People trust luxury. Right or wrong, if it looks good—if it looks expensive—it must be valuable. No matter what's going on under the hood of your app, its perceived value goes up when it looks opulent. Luxury brands have a perceived value that outstrips the cost of their basic materials, construction, or function. So it goes with iPhone apps: make it swank, make a customer. This isn't cynical marketing (well, maybe a little bit). It goes back to making the emotional connection that's so important for iPhone apps. The same sumptuous materials of beloved personal totems—a leather-bound notebook, a glossy gadget, a retro timepiece—can likewise be put to good use in your interface to conjure the same attachment.
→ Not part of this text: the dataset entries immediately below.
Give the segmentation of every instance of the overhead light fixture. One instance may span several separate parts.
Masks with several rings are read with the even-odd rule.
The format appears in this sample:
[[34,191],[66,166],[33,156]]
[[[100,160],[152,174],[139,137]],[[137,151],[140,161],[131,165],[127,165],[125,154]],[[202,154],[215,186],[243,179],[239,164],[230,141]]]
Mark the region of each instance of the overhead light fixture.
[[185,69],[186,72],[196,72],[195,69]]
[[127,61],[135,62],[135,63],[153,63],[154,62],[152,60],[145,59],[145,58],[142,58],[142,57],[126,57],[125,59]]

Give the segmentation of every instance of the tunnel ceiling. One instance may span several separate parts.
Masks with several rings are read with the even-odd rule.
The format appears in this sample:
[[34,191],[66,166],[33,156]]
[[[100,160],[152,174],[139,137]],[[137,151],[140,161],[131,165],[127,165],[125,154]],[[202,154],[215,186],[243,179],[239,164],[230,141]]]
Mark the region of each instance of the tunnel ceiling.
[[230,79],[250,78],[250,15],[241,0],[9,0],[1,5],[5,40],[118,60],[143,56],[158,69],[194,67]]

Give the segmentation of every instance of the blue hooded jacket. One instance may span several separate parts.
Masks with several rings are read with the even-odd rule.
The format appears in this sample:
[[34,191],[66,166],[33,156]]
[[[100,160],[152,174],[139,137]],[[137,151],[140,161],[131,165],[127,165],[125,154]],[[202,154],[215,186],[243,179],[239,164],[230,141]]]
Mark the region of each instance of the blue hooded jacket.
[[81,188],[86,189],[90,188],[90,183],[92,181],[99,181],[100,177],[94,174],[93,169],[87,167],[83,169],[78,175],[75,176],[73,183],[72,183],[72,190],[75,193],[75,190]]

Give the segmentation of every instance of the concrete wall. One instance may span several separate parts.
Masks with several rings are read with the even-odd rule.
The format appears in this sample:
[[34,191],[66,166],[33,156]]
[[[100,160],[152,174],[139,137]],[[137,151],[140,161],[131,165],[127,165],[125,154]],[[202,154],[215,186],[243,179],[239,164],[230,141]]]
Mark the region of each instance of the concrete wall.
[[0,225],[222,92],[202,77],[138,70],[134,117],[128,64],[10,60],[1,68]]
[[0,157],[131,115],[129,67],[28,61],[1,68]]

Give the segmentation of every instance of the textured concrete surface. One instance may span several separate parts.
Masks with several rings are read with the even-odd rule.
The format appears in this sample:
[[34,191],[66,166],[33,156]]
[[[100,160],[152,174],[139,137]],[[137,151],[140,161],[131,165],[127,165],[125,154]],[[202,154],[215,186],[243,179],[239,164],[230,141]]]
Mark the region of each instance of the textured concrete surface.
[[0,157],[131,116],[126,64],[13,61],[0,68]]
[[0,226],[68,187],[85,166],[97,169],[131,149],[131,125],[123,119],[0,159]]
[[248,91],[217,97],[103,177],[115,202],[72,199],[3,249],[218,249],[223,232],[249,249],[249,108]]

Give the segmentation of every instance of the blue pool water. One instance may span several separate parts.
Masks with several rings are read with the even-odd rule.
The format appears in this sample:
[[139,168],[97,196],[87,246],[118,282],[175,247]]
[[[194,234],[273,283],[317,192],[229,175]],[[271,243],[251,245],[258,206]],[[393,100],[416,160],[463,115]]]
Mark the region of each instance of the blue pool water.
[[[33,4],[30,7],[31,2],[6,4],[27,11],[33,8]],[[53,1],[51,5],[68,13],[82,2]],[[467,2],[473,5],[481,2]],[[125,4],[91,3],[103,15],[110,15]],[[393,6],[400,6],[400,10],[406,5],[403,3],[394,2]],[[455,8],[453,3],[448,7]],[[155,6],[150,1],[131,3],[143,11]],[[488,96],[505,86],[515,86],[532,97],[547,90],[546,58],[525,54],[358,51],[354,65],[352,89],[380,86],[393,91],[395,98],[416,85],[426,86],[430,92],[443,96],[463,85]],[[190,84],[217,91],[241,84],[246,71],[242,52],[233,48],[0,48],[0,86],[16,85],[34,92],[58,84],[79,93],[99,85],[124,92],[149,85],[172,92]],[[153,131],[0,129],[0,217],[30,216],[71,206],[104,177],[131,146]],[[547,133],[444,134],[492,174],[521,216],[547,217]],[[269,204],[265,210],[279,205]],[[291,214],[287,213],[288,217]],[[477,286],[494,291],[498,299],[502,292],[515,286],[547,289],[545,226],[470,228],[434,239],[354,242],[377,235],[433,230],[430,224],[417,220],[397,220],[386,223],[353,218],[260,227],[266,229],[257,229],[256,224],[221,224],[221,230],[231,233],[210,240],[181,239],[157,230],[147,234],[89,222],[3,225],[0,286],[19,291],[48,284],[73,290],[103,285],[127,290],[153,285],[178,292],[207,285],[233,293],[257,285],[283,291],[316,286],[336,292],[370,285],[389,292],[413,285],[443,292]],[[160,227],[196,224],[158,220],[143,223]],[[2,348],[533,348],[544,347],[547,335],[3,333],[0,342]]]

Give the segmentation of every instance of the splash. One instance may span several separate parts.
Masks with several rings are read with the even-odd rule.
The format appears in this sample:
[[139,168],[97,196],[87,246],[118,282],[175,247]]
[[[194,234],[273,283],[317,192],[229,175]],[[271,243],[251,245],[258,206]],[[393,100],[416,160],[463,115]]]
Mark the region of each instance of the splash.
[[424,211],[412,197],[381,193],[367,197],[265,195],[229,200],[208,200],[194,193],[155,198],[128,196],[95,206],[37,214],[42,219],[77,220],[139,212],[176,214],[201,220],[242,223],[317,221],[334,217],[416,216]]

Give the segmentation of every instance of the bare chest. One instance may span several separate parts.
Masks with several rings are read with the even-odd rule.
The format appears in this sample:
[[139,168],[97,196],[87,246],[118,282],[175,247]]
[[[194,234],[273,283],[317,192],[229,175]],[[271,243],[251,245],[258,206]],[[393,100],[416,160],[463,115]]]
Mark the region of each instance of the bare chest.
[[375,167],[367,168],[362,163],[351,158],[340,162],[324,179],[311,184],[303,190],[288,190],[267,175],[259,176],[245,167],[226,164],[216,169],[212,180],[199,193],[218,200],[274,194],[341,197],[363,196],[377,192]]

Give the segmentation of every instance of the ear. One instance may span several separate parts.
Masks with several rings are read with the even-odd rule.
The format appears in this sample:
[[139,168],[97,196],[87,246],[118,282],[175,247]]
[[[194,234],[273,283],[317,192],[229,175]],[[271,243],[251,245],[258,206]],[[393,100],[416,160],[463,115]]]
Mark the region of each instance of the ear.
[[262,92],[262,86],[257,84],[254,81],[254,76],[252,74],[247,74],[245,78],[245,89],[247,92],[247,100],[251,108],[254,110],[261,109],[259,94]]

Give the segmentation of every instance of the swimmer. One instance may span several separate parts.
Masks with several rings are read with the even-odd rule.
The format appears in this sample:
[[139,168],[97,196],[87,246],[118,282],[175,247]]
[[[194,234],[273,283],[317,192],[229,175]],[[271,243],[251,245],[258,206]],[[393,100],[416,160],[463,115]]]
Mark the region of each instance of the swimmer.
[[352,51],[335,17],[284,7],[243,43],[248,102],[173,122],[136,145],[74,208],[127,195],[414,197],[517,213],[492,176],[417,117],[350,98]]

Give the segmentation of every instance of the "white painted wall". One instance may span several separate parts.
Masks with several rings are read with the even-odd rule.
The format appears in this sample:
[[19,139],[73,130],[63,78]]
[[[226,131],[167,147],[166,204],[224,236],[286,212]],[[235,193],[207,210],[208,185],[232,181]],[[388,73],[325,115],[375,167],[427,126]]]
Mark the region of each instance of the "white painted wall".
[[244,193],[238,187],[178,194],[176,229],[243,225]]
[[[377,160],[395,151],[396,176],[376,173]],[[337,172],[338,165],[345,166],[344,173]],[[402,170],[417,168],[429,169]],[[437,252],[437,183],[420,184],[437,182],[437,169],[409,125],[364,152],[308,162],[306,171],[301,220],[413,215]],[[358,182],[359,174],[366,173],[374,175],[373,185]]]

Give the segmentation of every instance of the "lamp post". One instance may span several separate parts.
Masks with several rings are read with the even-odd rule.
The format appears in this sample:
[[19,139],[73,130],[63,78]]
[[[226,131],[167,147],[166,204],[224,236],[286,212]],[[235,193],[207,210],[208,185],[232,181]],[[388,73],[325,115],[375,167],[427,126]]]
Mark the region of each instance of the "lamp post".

Of course, the luxury materials in this case are just pixels, and the cost of adding that coveted texture and gloss to your app is simply the talent of a good designer.
Figure 6-4. Organic textures add a sense of luxury to the design. Top: Bills on Your Table, iHandy Carpenter, and Cross Fingers. Bottom: Trip Journal, Cinder, and Jumsoft Money.
The warmth of wood or cork, the flat sheen of glass, the organic appeal of paper or fabric, the cold sophistication of metal—all of these real-world textures have associations that can bolster your app's visual identity. But your textures have to be good, and the light and shading have to be just so, or the luxury spell is broken. Unconvincing textures backfire with a cheap appearance, like pressboard imitating mahogany or plastic masquerading as metal. To work the luxury angle, your design sleight of hand has to be convincingly real.